7. The method of claim 4,

wherein step c-2) comprises:

performing the inference task when the inference task satisfies the second condition, and searching for a preset second alternative task for the inference task when the inference task does not satisfy the second condition; and

determining whether the searched second alternative task satisfies the first condition and the second condition, and based on the determination result, substituting the searched second alternative task for the inference task or performing error reporting.

8. An inference task scheduling apparatus, comprising:

at least one processor; and

a memory electrically connected to the processor and storing at least one code executed by the processor,

wherein, when executed through the processor,

the memory stores code that causes the processor to generate a memory resource list and a processing unit list for the inference task based on a configuration file, create task threads for the inference task based on the processing unit list, confirm a first required resource available from the memory resource list and a second required resource available from the processing unit list in response to a start request for the inference task, receive state information of the first required resource and the second required resource, determine whether preset task conditions are satisfied in consideration of the state information of the first required resource and the second required resource, and perform the inference task or perform an alternative task for the inference task according to whether the task conditions are satisfied.

9. The apparatus of claim 8,

wherein the memory further stores code that causes the processor to perform an initialization operation for the inference task based on the configuration file before generating a memory resource list and a processing unit list for the inference task based on the configuration file and creating task threads for the inference task based on the processing unit list, and

wherein the initialization operation is

setting an initial value for each of different types of processing units available for the inference task.

10. The apparatus of claim 8,

wherein the processing unit list includes

a plurality of heterogeneous processing units, and

the task threads are generated

for each of the heterogeneous processing units.

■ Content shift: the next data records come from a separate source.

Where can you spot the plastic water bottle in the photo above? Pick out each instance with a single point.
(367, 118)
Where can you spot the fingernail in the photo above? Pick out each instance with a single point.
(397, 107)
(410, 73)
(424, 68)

11. The apparatus of claim 8,

wherein the task conditions include

a first condition and a second condition, and

the memory stores code that causes the processor to compare the preset importance of the inference task with a risk level expected during execution of the inference task to determine whether the first condition is satisfied; and

code that causes the processor to compare the state information of the first required resource and the second required resource with target information set for the inference task to determine whether the second condition is satisfied,

wherein the risk level is set based on at least one of temperature and current consumption in a specific region expected during execution of the inference task.

12. The apparatus of claim 11,

wherein the target information includes

at least one of memory resource usage and time required to complete execution of the inference task.

13. The apparatus of claim 11,

wherein the memory further stores code that causes the processor, when the importance is less than or equal to the risk level, to determine that the inference task does not satisfy the first condition and search for a preset first alternative task for the inference task; and

code that causes the processor to determine whether the searched first alternative task satisfies the first condition and, based on the determination result, substitute the searched first alternative task for the inference task or perform error reporting.

14. The apparatus of claim 11,

wherein the memory further stores code that causes the processor to perform the inference task when the inference task satisfies the second condition, and to search for a preset second alternative task for the inference task when the inference task does not satisfy the second condition; and

code that causes the processor to determine whether the searched second alternative task satisfies the first condition and the second condition and, based on the determination result, substitute the searched second alternative task for the inference task or perform error reporting.